Photolysis-induced suppression of inhibition in rat hippocampal CA1 pyramidal neurons


Corresponding author R. S. Zucker: Molecular and Cell Biology Department, 111 Life Sciences Addition, University of California, Berkeley, CA 94720-3200, USA. Email:


  • 1Whole cell patch clamp recording, Ca2+ measurement with ratiometric fluorescent dyes and photolysis of caged Ca2+ were combined to investigate the depolarization- and photolysis-induced suppression of inhibition (DSI and PSI) in rat hippocampal CA1 pyramidal cells.
  • 2A 5-s depolarization from −70 mV to 0 mV or a 6-s photolysis of nitrophenyl-EGTA (NPE) in cell bodies could each depress the frequency of spontaneous inhibitory postsynaptic currents (IPSCs) and the amplitude of evoked IPSCs while elevating intracellular Ca2+ concentration ([Ca2+]i).
  • 3Within a cell the elevation of [Ca2+]i induced by depolarization was inversely related to that induced by photolysis, suggesting that higher [NPE] is more effective in releasing caged Ca2+ but also increases buffer capacity to reduce [Ca2+]i rises caused by Ca2+ influx through voltage-dependent Ca2+ channels.
  • 4Both DSI and PSI were linearly related to [Ca2+]i, with a 50 % reduction in transmission occurring at about 3.6-3.9 μM.
  • 5[Ca2+]i recovered more quickly than DSI, indicating that the duration of DSI is not set simply by the duration of [Ca2+]i elevation, but rather entails other rate-limiting processes.
  • 6We conclude that DSI is activated by micromolar [Ca2+]i acting far from sites of Ca2+ entry through channels in the plasma membrane.

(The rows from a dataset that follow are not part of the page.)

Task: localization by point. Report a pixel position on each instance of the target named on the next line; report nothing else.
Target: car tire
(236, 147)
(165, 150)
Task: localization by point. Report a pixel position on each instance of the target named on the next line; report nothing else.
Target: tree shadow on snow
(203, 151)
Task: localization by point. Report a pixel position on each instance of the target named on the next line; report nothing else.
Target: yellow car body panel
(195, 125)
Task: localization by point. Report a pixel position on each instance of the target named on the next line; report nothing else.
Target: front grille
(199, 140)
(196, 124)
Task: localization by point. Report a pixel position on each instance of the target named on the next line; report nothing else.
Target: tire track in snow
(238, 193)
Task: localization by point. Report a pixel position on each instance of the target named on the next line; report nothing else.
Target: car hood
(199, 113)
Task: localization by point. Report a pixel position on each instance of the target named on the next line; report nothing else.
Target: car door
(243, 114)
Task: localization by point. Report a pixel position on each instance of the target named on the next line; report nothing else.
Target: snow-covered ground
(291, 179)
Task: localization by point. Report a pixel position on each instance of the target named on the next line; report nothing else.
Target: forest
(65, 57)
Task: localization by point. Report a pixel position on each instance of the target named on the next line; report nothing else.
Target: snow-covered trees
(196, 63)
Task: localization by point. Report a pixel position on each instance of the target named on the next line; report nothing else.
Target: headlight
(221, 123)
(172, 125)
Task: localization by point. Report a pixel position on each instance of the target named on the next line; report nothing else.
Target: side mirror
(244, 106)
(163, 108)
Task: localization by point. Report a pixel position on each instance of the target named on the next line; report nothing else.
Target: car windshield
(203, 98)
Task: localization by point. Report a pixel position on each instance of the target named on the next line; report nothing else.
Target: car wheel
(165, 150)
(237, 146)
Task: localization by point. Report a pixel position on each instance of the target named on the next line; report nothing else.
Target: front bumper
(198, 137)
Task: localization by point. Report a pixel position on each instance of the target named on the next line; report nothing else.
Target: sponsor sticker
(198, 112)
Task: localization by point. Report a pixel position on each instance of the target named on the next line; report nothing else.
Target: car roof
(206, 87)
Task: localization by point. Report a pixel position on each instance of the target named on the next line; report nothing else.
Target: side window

In hippocampal CA1 pyramidal cells and in cerebellar Purkinje cells, transient depolarization by brief trains of action potentials or voltage pulses suppresses inhibitory inputs to the depolarized cell. This phenomenon, known as depolarization-induced suppression of inhibition (DSI), depends upon Ca2+ influx through voltage-activated Ca2+ channels (Lenz et al. 1998) and appears to involve the production of a retrograde messenger in the postsynaptic neuron. The messenger, thought to be either glutamate (Glitsch et al. 1996; Morishita & Alger, 1999) or a cannabinoid (Wilson & Nicoll, 2001), then migrates to inhibitory presynaptic terminals to reduce both spontaneous and evoked GABA release to the depolarized cell (Pitler & Alger, 1992).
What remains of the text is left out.